How Impala Has Pushed HDFS in New Directions -

As Impala and the Cloudera have helped the community over the past few years, nothing better than the Aaron to talk about it with Hadoop, let’s see how it works with HDFS, and how the latter has been modified to meet new requirements.

When people talk about Hadoop, a part of this is tied to HDFS (Hadoop Distributed File System).

This is used only as a distributed file system; it was unique and exclusively for working with large data blocks that need to be fast for good performance with MapReduce.

Each HDFS cluster is composed of clusters with multiple nodes, which store metadata and data.

There are block maps and file system metadata that organize the entire access flow.

The Impala is a general-purpose engine for query processing in HQL (Hive Query Language), it works for both analytical processing and real-time execution.

It runs distributed across clusters, and we can submit queries with ODBC/JDBC.

When we deploy Impala in our environment, what’s behind the scenes are two daemons: impalad and statestored.

The impalad handles all client requests; the statestored deals with all necessary states for the operation of the daemons.
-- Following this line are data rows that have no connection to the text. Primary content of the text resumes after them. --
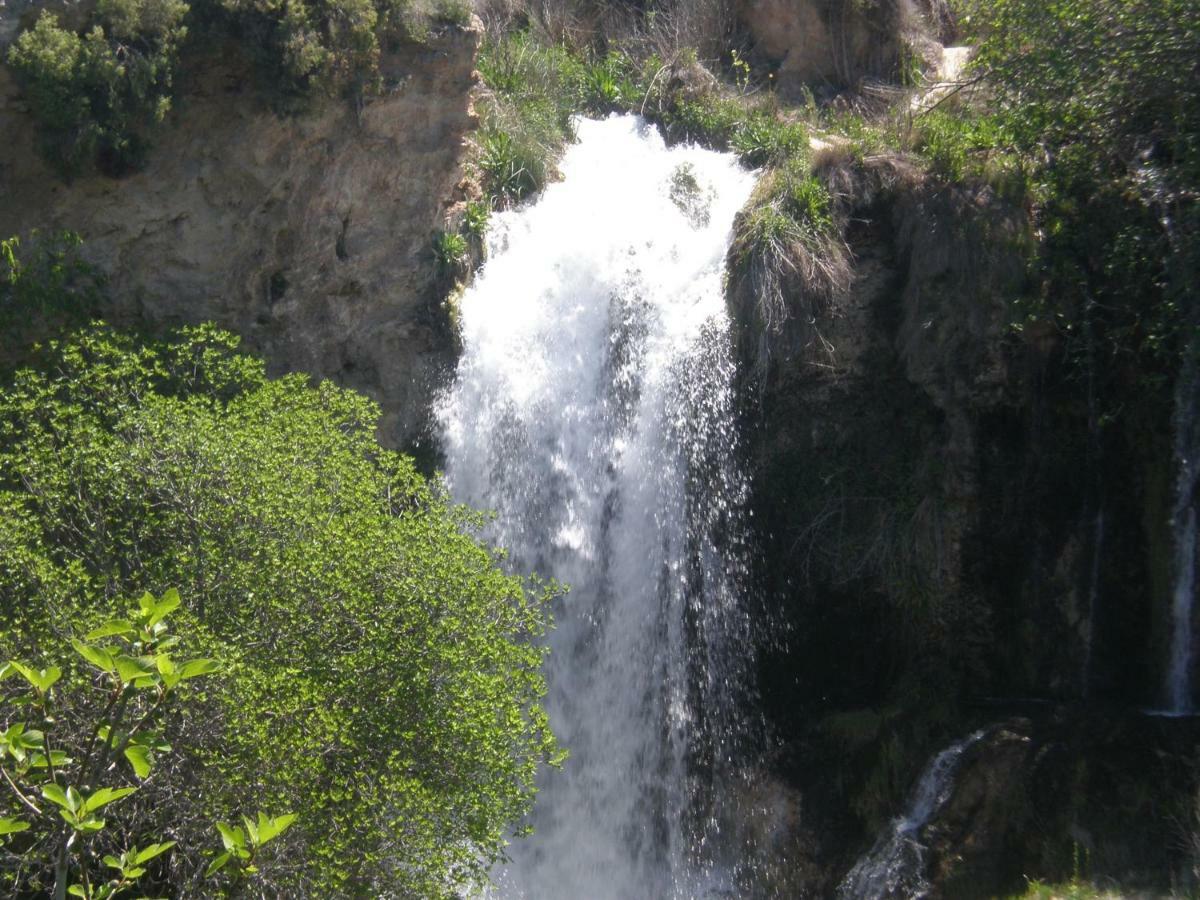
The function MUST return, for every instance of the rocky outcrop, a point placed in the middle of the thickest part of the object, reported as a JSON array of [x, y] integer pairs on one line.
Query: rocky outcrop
[[835, 45], [307, 235]]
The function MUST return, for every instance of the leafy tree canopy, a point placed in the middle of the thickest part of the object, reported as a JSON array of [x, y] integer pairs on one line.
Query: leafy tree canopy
[[382, 681]]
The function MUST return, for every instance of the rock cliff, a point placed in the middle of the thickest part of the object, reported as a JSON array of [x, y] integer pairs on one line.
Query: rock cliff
[[307, 235]]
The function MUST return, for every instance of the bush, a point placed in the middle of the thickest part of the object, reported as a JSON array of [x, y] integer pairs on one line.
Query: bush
[[97, 97], [82, 744], [46, 279], [390, 690]]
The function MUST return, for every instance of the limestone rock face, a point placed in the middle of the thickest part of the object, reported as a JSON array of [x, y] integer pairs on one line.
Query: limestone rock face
[[832, 45], [307, 235]]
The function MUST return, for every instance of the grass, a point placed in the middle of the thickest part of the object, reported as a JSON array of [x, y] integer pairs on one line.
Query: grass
[[1073, 889]]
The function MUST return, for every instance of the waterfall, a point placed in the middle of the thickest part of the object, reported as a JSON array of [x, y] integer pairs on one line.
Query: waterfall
[[593, 412], [1183, 527], [895, 867]]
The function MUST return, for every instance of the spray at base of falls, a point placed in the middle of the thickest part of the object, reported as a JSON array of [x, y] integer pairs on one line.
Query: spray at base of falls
[[593, 412], [895, 867], [1183, 527]]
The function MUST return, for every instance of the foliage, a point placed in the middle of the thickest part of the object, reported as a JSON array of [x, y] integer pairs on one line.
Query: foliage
[[66, 747], [97, 96], [383, 678], [1101, 97], [450, 249], [46, 277], [475, 219]]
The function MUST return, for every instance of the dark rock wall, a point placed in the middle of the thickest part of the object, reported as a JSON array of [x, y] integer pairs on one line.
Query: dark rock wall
[[947, 533]]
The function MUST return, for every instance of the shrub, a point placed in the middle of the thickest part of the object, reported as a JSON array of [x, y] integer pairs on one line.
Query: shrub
[[97, 97], [450, 249], [82, 744], [389, 691], [475, 219], [762, 138], [787, 257], [46, 279]]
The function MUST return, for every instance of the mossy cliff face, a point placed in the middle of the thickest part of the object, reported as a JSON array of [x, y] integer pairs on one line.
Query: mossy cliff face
[[307, 235], [943, 535], [822, 45]]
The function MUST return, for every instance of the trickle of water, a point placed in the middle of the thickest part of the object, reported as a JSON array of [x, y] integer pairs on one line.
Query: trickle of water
[[593, 411], [895, 867], [1183, 526]]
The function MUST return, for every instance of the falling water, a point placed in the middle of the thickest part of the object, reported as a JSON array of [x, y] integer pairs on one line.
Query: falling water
[[1183, 526], [593, 412], [895, 867]]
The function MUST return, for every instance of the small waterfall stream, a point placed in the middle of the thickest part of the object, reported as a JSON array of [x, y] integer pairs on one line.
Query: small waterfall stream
[[895, 867], [593, 411], [1183, 527]]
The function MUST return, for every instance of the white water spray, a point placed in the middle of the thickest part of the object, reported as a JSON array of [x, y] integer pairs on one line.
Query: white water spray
[[593, 411], [895, 867]]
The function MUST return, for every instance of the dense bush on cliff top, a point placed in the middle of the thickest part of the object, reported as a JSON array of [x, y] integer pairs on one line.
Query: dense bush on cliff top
[[97, 94], [381, 678]]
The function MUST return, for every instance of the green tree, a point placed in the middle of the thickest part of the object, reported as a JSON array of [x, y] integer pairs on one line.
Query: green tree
[[66, 742], [390, 691]]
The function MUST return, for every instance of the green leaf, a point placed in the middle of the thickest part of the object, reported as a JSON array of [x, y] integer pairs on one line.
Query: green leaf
[[91, 825], [97, 655], [55, 795], [58, 760], [131, 669], [196, 667], [105, 796], [168, 604], [271, 828], [42, 681], [231, 837], [216, 865], [113, 627], [139, 759], [11, 826]]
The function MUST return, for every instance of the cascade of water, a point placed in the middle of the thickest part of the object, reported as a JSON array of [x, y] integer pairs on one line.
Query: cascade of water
[[593, 412], [1183, 526], [895, 867]]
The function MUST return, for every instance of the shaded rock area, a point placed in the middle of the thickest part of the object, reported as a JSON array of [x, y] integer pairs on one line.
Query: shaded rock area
[[828, 46], [942, 525], [307, 235], [1104, 796]]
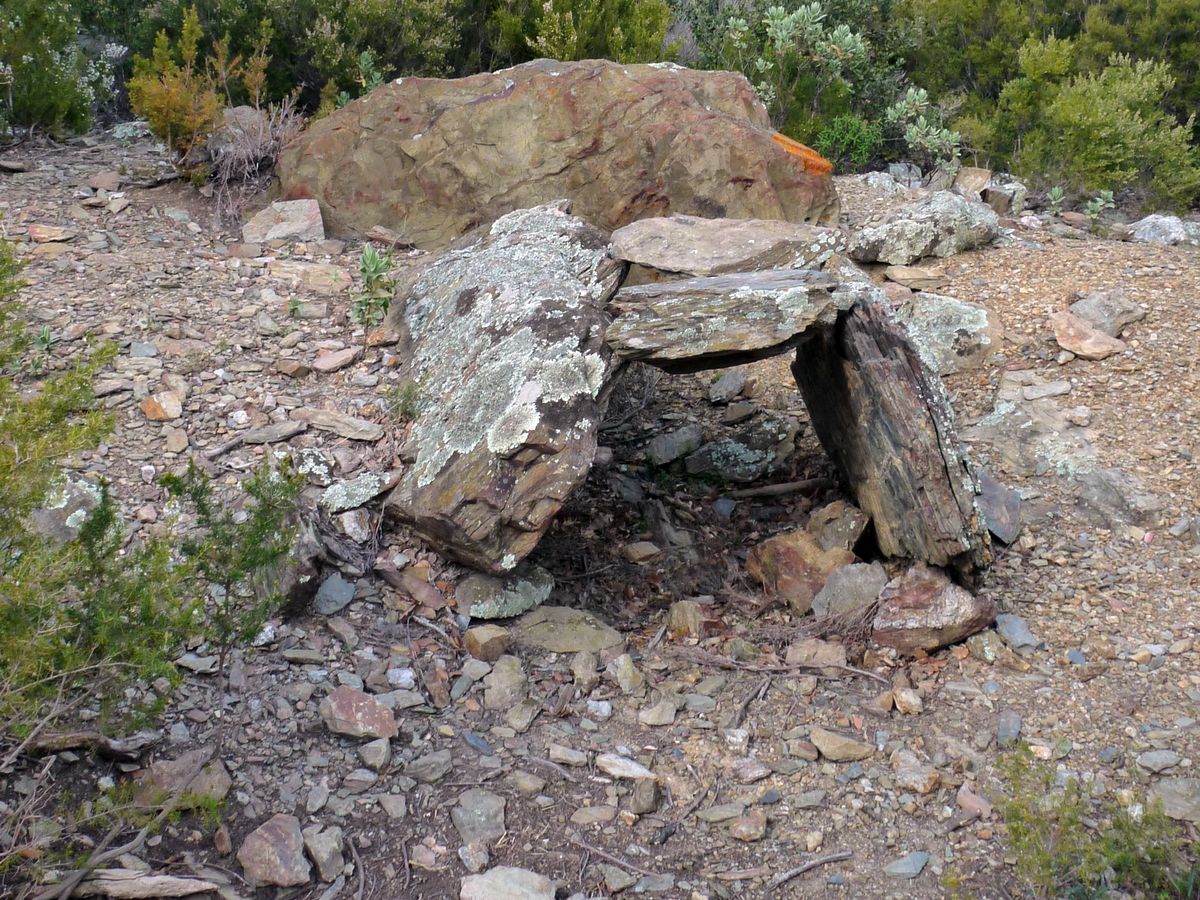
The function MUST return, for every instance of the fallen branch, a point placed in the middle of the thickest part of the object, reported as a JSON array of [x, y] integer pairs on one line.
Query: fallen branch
[[784, 487], [555, 766], [129, 748], [759, 693], [358, 870], [604, 855], [703, 658], [664, 834], [784, 877], [102, 855]]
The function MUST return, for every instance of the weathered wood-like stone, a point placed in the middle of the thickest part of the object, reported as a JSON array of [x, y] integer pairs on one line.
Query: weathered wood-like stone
[[509, 329], [720, 321], [885, 419]]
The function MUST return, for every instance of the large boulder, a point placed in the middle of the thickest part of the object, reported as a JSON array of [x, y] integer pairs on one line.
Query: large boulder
[[1158, 228], [430, 159], [940, 225], [507, 333]]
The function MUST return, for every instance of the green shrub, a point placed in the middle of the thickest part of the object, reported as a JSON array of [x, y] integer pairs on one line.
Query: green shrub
[[623, 30], [233, 549], [850, 143], [1068, 845], [1109, 131], [175, 91], [372, 301], [83, 617], [46, 78]]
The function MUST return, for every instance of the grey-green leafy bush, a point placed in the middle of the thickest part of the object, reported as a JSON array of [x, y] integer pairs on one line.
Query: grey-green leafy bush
[[795, 57], [1055, 198], [850, 143], [921, 126], [1068, 844], [1096, 207]]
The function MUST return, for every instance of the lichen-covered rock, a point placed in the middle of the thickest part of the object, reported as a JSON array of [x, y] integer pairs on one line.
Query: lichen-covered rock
[[761, 448], [665, 247], [955, 335], [1006, 195], [487, 597], [1077, 336], [795, 568], [286, 220], [923, 610], [430, 159], [509, 328], [1108, 311], [274, 853], [1170, 231], [940, 225], [67, 507], [723, 319]]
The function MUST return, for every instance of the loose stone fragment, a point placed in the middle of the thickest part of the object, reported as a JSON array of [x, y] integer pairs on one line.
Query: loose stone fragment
[[352, 712], [839, 748], [274, 853]]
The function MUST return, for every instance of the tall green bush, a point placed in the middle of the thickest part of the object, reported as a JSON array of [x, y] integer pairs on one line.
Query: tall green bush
[[46, 78], [1110, 131], [85, 615]]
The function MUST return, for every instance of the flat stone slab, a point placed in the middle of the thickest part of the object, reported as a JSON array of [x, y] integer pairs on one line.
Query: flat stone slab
[[720, 321], [939, 225], [696, 246], [286, 220], [561, 629]]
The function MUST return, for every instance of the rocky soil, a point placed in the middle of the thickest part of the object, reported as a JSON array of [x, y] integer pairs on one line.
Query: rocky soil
[[622, 742]]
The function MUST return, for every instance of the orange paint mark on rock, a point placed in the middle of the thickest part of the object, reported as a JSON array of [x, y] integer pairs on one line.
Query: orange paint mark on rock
[[814, 162]]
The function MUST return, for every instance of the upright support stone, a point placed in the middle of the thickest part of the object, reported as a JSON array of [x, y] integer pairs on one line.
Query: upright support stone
[[504, 334], [883, 418]]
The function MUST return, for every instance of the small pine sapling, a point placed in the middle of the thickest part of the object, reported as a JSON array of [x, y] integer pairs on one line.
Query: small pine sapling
[[229, 549]]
Each request to Impala is made via odbc/jdbc_; these requests are paused by means of execution plans.

arquitetura da cloudera impala — Cloudera Impala architecture

What are the improvements brought by Impala to HDFS?

First, Impala is concerned with low-latency queries and for this, it doesn’t exclude distributed scenarios, such as co-located replicas blocked, by local reading versus network speed.

Impala added a feature that specifies where a data set should know its replicas.

Currently, disk throughput isn’t as fast as we can access them to process files in real-time, with the weight of files, and for this Impala has optimized HDFS to read directly from main memory.

By these and other improvements Impala puts itself 5-10x faster than Hive for simple queries and 20-50x for complex queries with joins.